I mentioned before how Quicken's calculator needed to be brought up manually with a click, whereas Money's would pop up automatically on the first press of a math symbol. I'm not sure why this wasn't working for me before, but when I was entering splits paying bills tonight, it worked just fine when I hit the "+" key. Perhaps last time, it was in one of those fields that doesn't automatically insert decimal points either despite having that option turned on.

I also complained about the lack of shortcuts in the date field in Quicken. Well, it would seem that I didn't even try them. "t" does in fact enter today's date, "y" and "r" go to the start and end of the year, and "m" and "h" the start and end of the month. I also noticed that repeated presses of "y" or "m" go back a year/month, and repeatedly pressing "r" and "h" go forward a year/month.

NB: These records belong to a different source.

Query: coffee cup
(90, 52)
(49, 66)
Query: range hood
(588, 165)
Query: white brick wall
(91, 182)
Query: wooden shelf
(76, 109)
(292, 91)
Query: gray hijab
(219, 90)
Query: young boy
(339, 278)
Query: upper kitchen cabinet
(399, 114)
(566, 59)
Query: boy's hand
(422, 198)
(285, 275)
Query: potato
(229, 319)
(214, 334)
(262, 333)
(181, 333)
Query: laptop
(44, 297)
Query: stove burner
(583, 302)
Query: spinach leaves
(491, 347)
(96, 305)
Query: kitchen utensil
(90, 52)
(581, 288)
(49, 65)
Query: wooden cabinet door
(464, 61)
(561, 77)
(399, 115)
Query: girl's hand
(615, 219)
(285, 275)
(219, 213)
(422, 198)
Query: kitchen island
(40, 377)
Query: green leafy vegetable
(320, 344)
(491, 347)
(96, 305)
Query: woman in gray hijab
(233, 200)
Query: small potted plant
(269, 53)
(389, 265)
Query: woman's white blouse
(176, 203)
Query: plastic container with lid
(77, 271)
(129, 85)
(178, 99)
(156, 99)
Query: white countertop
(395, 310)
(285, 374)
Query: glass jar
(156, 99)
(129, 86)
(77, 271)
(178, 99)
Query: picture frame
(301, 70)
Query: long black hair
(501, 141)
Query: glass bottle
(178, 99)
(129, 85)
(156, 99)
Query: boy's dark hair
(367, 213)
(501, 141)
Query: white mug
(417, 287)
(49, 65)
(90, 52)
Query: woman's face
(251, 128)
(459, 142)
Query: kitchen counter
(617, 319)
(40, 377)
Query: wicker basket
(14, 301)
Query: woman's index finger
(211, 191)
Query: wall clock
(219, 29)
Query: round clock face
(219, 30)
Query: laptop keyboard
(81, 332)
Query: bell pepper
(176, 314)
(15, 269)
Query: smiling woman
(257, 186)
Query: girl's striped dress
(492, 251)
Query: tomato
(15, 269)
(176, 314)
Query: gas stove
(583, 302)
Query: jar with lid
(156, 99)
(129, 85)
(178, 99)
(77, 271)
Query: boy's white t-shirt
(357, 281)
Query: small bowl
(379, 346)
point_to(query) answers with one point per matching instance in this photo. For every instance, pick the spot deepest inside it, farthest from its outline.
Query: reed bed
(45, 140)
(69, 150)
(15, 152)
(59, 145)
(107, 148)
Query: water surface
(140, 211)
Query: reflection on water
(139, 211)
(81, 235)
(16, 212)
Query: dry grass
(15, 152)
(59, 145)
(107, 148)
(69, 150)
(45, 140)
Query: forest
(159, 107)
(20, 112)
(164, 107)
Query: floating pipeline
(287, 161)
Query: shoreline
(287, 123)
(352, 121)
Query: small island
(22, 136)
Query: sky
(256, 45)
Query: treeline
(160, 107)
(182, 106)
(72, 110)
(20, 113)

I don't recall Money doing that, but I never tried it there; now I'm tempted to fire up Money and see. Oh yes, and "-" and "=" go back and forward one day, too. I really have no excuse for missing that; I'm usually very much a "try it and see what happens" kind of guy. All I can figure was that I was in a complaining mood and started assuming the worst. Bad Yakko.

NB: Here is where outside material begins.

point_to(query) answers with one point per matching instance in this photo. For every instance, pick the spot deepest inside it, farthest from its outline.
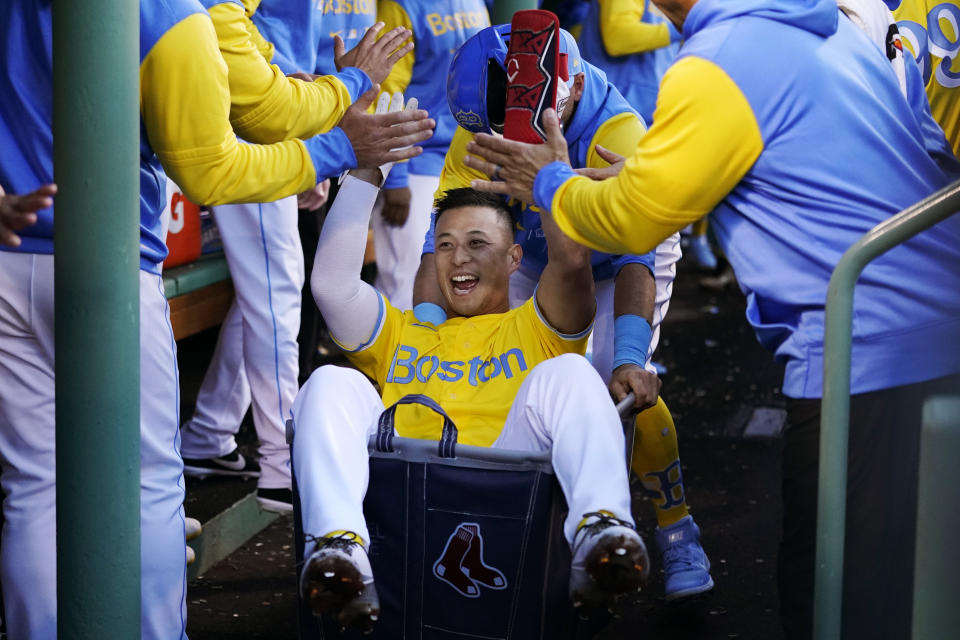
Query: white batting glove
(392, 104)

I had to balance my business checkbook tonight, and that was confusing. I had forgotten to mark my previous transactions as "Reconciled", so when I entered my statement amounts, I couldn't get the balances to match up. That, again, is somewhere Money excels and Quicken fumbles. If everything isn't exactly right before you start something, you're screwed. Money, see, would take the starting and ending values from your statement, decide the transactions on that statement need to describe just the difference, and then when you're done, alert you to the discrepancy between the bank's balance and your register's reconciled balance. Quicken is very confusing in this respect, because no matter how you mark things, nothing will match up. Or maybe that's something else I have to get "used to" -- but hopefully, I won't have to get used to that anyway once I get the first set of statements balanced.

Downloading transactions, however... Let's see. Quicken:

  1. click the button
  2. enter your "password vault" password (still wish I didn't have to do this)
  3. wait for a pause before the dialog box pops up with all my accounts and passwords (hidden -- see, I'd prefer only needing the vault password if I was changing those, instead of having to type it in so Quicken could retrieve the passwords from the vault itself)
  4. click OK and let it fly

I didn't time it, but I don't think it could've taken more than a couple minutes to be ready for me to start entering transactions and such.

Money:

  1. click the button
  2. more or less instantly, see the dialog box with all accounts and passwords (hidden -- note, no master password required)
  3. click OK and let it fly

Again, Money wins out on the UI. I've also ranted and raved about Money entering transactions in the register and Quicken using a separate (and small, un-resizable) list. However, the time required is where Quicken wins, and wins big. Money would spend the next half hour to an hour "updating transactions", and as I mentioned before, often sit there not "updating transactions" until I start to enter a transaction myself, at which time it starts "updating transactions" and refuses to let me save any changes until it finishes, five, ten, fifteen minutes later. For that, I'll enter a stinkin' master password in Quicken.